Deus Ex: Human Revolution is an oatmeal raisin cookie: deceptively disguised as a delicious chocolate chip cookie on the outside, biting into it reveals what feels like tree bark in place of sweet chocolate and, what the hell, fruit? Of all the places to be, fruit in a goddamned cookie?! Of course you'll eat it anyway, if not for the decidedly rugged texture, but for the need to feed the tiny blood sugar goblins residing deep within you.

And believe it or not, some people enjoy oatmeal raisin cookies.

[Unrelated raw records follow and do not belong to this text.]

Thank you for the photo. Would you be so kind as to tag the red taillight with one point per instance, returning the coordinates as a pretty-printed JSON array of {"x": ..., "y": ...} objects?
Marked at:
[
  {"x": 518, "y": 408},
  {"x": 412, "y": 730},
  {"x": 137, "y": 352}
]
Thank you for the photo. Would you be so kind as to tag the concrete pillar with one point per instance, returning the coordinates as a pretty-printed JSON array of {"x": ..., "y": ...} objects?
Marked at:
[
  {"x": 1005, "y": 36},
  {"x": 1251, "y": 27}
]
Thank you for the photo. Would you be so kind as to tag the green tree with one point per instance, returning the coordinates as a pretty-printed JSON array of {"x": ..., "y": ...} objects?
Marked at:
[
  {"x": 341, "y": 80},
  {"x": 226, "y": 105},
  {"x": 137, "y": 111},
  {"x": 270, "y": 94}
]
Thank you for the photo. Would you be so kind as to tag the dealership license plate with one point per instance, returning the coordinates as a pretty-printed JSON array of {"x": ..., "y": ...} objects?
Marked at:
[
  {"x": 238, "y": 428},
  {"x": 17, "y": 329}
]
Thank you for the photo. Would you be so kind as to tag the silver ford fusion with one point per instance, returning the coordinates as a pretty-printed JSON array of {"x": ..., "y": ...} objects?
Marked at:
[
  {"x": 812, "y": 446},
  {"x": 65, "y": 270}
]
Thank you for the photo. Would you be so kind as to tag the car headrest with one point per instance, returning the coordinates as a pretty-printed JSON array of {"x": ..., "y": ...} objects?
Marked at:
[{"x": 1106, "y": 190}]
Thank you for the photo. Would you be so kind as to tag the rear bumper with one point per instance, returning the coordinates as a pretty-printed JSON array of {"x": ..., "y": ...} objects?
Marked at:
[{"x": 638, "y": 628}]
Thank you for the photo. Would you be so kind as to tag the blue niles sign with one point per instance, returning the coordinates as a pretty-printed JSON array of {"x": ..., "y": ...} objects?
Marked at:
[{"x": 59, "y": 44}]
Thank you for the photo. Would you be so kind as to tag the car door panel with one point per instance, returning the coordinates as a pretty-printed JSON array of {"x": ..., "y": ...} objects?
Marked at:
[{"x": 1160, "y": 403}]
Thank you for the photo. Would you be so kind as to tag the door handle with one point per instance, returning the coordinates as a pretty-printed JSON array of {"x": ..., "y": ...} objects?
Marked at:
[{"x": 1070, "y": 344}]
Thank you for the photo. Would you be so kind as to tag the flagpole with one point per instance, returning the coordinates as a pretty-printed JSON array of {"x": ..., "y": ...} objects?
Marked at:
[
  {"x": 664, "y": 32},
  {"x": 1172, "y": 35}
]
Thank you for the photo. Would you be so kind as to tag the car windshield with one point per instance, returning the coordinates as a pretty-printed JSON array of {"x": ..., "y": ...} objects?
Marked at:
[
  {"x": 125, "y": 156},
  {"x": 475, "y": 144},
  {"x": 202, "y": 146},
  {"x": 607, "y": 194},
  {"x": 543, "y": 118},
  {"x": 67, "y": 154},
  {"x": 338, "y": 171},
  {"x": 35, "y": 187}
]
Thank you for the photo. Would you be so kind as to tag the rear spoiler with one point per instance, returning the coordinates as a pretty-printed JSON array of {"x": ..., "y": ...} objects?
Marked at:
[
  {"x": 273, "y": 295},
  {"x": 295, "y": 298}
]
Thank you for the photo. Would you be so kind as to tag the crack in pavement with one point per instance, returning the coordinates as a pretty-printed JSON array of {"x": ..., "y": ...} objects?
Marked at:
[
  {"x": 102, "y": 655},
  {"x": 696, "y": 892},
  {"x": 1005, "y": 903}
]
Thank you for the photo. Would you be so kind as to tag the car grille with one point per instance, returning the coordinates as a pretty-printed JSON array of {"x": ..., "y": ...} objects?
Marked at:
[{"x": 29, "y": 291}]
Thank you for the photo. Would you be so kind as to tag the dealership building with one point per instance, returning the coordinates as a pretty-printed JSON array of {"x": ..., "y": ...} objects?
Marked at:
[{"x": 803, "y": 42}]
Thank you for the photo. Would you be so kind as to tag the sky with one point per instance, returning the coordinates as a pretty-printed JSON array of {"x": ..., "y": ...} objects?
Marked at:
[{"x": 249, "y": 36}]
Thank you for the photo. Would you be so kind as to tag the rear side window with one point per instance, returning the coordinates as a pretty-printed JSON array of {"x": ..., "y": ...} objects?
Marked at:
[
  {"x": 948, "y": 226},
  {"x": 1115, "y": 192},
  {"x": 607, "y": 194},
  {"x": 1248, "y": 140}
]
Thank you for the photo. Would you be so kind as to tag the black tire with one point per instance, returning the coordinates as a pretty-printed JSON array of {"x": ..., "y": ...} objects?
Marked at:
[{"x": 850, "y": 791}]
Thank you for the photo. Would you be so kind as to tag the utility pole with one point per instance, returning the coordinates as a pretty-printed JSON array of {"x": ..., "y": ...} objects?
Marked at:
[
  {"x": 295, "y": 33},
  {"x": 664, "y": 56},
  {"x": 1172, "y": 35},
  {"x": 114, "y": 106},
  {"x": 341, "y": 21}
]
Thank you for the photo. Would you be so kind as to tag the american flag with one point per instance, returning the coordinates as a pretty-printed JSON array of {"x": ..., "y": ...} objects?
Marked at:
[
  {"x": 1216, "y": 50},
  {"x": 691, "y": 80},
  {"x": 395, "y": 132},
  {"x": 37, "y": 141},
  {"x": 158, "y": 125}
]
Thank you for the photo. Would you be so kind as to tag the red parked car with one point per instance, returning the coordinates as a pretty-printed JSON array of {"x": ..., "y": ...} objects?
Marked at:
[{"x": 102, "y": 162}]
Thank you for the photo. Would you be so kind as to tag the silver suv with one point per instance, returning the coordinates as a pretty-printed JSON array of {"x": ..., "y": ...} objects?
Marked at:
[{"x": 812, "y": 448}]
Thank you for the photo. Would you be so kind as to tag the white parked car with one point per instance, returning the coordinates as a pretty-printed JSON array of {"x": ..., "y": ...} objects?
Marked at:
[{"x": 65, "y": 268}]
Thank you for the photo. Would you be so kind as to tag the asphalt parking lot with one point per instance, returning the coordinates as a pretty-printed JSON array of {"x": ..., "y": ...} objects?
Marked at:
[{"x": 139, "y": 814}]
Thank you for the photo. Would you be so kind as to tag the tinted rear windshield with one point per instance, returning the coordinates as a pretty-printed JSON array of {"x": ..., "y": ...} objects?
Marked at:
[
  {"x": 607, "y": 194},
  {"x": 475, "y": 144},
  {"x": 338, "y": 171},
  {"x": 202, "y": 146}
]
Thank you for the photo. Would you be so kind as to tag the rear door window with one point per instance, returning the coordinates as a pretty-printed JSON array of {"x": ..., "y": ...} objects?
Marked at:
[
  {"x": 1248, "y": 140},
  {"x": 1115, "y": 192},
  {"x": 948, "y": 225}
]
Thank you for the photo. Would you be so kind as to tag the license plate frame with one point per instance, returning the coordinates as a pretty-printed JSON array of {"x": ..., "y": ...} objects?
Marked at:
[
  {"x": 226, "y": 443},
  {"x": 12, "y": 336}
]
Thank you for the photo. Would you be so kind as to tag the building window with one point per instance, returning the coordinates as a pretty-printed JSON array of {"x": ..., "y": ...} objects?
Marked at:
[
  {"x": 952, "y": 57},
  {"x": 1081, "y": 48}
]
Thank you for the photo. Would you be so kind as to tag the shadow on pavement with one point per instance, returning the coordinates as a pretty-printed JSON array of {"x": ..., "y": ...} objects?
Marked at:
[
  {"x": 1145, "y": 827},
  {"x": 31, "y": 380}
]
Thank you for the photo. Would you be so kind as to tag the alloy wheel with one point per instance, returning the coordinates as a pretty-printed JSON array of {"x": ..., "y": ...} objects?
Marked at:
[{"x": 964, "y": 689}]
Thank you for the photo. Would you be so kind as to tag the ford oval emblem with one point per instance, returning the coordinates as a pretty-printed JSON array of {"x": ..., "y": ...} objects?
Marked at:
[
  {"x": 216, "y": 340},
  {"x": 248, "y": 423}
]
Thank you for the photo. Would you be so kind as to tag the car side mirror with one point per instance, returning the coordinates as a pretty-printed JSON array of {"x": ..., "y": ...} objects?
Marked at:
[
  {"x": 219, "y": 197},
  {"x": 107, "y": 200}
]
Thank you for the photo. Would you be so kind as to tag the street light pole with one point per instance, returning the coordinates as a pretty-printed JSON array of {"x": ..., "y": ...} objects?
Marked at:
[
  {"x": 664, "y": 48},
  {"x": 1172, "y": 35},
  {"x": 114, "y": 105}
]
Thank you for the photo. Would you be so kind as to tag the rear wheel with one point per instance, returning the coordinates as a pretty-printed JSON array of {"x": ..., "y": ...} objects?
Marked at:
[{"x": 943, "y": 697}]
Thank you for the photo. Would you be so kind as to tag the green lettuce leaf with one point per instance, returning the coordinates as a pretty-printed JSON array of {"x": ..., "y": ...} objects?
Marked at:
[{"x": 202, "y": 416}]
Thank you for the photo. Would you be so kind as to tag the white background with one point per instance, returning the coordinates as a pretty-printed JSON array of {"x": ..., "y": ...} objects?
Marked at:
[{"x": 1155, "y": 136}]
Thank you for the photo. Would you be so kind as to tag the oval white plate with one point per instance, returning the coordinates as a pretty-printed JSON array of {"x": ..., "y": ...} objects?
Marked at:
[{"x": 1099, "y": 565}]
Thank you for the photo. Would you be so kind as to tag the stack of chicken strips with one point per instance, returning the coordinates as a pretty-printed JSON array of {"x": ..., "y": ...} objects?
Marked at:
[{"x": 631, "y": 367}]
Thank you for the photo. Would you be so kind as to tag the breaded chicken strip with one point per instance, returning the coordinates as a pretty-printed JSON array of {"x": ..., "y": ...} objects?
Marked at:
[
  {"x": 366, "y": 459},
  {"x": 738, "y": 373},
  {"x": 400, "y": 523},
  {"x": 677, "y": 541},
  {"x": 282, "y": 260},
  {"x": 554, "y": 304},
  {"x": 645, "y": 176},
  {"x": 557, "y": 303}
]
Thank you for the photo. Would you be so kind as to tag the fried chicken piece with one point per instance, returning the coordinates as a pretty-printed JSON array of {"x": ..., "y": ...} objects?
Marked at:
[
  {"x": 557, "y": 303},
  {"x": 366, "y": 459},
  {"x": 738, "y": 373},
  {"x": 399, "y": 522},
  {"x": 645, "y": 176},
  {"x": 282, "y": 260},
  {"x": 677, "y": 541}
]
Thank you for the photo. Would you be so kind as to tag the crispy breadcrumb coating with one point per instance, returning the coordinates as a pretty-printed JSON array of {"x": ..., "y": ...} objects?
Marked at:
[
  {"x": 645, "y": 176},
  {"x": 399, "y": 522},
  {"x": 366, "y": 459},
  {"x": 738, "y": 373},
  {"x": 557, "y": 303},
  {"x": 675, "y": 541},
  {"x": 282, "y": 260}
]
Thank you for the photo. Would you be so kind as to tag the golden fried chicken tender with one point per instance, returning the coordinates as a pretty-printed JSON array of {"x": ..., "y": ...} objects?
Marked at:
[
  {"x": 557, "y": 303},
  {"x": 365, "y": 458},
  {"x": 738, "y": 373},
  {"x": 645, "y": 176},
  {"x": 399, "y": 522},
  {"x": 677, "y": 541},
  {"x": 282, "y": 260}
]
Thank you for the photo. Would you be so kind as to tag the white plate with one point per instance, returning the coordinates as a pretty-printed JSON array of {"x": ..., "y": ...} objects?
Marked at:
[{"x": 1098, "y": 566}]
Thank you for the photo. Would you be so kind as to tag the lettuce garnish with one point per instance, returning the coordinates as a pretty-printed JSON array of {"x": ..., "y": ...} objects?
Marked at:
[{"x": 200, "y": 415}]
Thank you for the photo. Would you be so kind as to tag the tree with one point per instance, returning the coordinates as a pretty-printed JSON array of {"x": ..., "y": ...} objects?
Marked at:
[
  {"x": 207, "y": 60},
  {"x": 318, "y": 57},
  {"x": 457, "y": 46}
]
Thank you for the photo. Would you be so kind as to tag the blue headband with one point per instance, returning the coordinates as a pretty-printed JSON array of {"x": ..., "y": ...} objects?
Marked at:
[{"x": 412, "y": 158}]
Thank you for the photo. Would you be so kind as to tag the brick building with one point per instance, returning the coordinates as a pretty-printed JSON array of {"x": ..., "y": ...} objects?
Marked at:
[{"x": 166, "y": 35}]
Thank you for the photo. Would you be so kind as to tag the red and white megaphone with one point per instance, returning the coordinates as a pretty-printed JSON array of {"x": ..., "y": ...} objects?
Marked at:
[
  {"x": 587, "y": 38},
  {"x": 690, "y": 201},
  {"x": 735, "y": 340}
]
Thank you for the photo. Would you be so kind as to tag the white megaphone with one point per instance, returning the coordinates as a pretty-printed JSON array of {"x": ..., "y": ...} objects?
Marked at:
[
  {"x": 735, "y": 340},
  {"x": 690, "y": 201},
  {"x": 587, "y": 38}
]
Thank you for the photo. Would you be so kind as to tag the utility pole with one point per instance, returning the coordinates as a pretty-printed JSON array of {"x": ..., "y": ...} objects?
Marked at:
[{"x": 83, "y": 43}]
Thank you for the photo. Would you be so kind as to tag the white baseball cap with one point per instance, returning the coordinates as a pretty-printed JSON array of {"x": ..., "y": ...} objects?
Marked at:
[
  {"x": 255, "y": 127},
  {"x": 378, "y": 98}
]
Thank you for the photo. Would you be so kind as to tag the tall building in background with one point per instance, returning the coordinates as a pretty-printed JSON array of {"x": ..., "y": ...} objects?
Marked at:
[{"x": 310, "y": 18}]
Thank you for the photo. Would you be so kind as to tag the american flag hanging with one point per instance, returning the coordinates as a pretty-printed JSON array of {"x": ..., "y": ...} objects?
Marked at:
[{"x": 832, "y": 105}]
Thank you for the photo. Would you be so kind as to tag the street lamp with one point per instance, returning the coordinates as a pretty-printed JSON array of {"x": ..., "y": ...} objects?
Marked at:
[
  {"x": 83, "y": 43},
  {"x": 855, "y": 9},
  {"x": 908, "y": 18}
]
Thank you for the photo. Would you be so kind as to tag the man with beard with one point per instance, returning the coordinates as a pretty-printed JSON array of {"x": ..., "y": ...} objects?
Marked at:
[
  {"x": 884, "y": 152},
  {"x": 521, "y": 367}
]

Degenerates they may be but people they are none-the-less. That's Deus Ex: Human Revolution. It's slow, long gameplay design severely slashes any chance of widespread appeal, but those gamers who aren't willing to enjoy the slow paced ride aren't the ones that this title is meant meant for.

No, Deus Ex: Human Revolution is for a minority of gamers that can appreciate unique experiences, faults be damned. These gamers are patient, they enjoy exploring virtual realms tailor made for their minds steeped in sci-fi pop culture knowledge that, annoying in literally every conceivable setting, is a prerequisite for truly appreciating this game. Here is a video game that challenges you to think, to explore, to seek out new information at a pace that will keep you involved if you're the sort of person to enjoy hours of doing just that. If that type gamer is you, then Deus Ex: Human Revolution is a treat that'll rot your teeth in the best way possible.